In iranischen Gefängnissen wurde schon immer Gewalt angewendet, aber als sie sich im Herbst mit Demonstranten füllten, erhielten die Wachen neue Anweisungen. Sie durften „keine Gnade“ zeigen, denn diese Leute sollten es so schlimm wie möglich haben, sagt einer von ihnen im Süddeutsche Zeitung.

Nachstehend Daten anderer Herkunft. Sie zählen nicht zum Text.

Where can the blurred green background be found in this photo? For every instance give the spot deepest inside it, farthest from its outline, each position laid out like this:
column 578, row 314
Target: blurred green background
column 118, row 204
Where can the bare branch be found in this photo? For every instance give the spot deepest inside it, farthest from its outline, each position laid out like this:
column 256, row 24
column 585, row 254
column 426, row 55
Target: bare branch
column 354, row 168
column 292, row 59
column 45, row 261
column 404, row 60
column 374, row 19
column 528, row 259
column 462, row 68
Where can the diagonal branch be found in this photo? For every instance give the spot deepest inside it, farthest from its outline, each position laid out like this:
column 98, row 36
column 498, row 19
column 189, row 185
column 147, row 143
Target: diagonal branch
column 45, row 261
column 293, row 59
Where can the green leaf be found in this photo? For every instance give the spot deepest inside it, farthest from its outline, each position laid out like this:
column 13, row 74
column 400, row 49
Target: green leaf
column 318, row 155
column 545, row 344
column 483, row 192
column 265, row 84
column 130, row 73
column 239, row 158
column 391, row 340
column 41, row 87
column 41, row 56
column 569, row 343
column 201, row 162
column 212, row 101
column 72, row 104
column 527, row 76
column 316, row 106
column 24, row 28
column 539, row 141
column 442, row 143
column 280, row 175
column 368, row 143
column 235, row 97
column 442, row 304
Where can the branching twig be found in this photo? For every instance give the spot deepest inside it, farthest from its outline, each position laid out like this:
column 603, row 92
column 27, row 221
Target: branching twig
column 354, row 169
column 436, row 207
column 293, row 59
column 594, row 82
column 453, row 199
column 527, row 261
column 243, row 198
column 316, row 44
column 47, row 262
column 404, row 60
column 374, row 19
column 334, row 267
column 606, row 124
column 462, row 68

Es gibt unendlich viele Möglichkeiten, Menschen zu foltern. Die Demonstranten wurden getreten und geschlagen, erhielten Elektroschocks und wurden vergewaltigt. Das Schlimmste, erzählt Shahriyar Shams in derselben deutschen Zeitung, seien die beengten Zellen gewesen. Der 22-jährige Student saß mit fünf Männern in einem Raum, in dem eigentlich nur zwei Häftlinge Platz fanden. Er konnte dort nicht schlafen und bekam fast nichts zu essen. „Ich dachte mehrmals, dass ich sterben würde.“
Zehntausende Iraner gingen im vergangenen Herbst singend und schreiend auf die Straße, um ein anderes, besseres Leben zu fordern, aber das Regime schlug sofort hart zurück: Mindestens 19.000 Menschen wurden festgenommen, mindestens 16 Menschen wurden wegen ihrer Rolle in Iran zum Tode verurteilt die Proteste und 4 von ihnen wurden bereits durchgeführt. Menschenrechtsgruppen schätzen, dass 500 Demonstranten getötet wurden.
Vorsichtiger Optimismus
Die Gewalt schreckte die Demonstranten, vor allem Jugendliche, zunächst nicht ab. Es stärkte ihre Überzeugung, dass sie wirklich Veränderung wollten. Die Welt, insbesondere die iranische Diaspora, schaute gespannt zu und ließ sich von Optimismus mitreißen. Natürlich steht der iranische Apparat fest auf den Beinen und ist auch in früheren Protestwellen (2009 und 2019) nicht ins Stocken geraten. Aber vielleicht wäre dieses Mal anders und würde, wie vor 44 Jahren, zu einer Revolution führen – jetzt einer, die das Regime der Ayatollahs einfach beendet.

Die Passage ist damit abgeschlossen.